A former Libyan intelligence official, who happens to be a cousin of the late dictator Muammar Gaddafi, warns that the Islamic State (ISIS/ISIL/IS) has captured Libya’s chemical weapons stockpile.
“It is no secret that these gasses exist in Libya. They have taken it. To be fair, IS is not the only one,” Ahmad Qadhaf al-Dam said in an Egyptian TV interview, translated by The Middle East Media Research Institute.
The Times of Israel notes that al-Dam’s warning is consistent with claims from other Libyan sources, who warned in early 2015 that various extremist militias had discovered secret stashes of chemical weapons at forgotten military bases.
On paper, Libya committed to destroying its chemical inventory in 2014. Al-Dam describes that agreement as a “smart maneuver” to trick the West into lifting sanctions.

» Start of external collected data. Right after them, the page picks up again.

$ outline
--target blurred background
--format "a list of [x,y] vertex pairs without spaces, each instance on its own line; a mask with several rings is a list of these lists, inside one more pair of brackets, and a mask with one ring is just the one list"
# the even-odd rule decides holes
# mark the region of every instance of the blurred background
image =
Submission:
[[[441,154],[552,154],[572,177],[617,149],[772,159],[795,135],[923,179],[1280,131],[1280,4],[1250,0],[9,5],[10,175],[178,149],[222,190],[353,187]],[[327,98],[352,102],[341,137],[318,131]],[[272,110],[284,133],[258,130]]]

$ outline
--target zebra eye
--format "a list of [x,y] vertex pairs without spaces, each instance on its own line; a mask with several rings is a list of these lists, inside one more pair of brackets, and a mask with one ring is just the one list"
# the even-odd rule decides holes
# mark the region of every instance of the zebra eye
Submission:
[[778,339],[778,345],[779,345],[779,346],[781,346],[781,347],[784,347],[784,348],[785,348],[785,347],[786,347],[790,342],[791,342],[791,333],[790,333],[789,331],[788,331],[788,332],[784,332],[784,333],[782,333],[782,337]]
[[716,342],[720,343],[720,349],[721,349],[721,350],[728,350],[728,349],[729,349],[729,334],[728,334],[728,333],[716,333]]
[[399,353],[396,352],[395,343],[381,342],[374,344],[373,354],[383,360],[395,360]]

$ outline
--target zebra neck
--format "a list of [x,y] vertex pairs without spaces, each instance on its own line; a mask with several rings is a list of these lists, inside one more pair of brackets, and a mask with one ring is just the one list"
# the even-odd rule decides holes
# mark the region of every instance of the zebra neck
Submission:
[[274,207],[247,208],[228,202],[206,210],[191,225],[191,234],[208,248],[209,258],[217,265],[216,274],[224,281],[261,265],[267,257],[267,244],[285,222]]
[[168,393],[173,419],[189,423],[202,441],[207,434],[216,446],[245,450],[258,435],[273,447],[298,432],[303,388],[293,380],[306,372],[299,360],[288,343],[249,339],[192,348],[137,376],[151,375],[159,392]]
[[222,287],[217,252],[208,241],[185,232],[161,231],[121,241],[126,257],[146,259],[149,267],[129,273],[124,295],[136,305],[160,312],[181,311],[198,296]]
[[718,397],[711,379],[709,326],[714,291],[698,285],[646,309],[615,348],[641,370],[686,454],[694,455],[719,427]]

Al-Dam believes other militia groups might be sitting on weapons of mass destruction inventories looted from Gaddafi’s secret bases, but ISIS is actually using them. In fact, he claimed it was common knowledge in his circle that Libyan chemical weapons had been smuggled to Syria and deployed by the Islamic State, with the Assad regime falsely blamed for some of the attacks.
Other chemical strikes in Syria have been more convincingly pinned on the Islamic State, including a possible mustard gas attack on Kurdish Peshmerga fighters over the summer. These attacks were reportedly carried out using chemical munitions that ISIS looted from the Syrian military.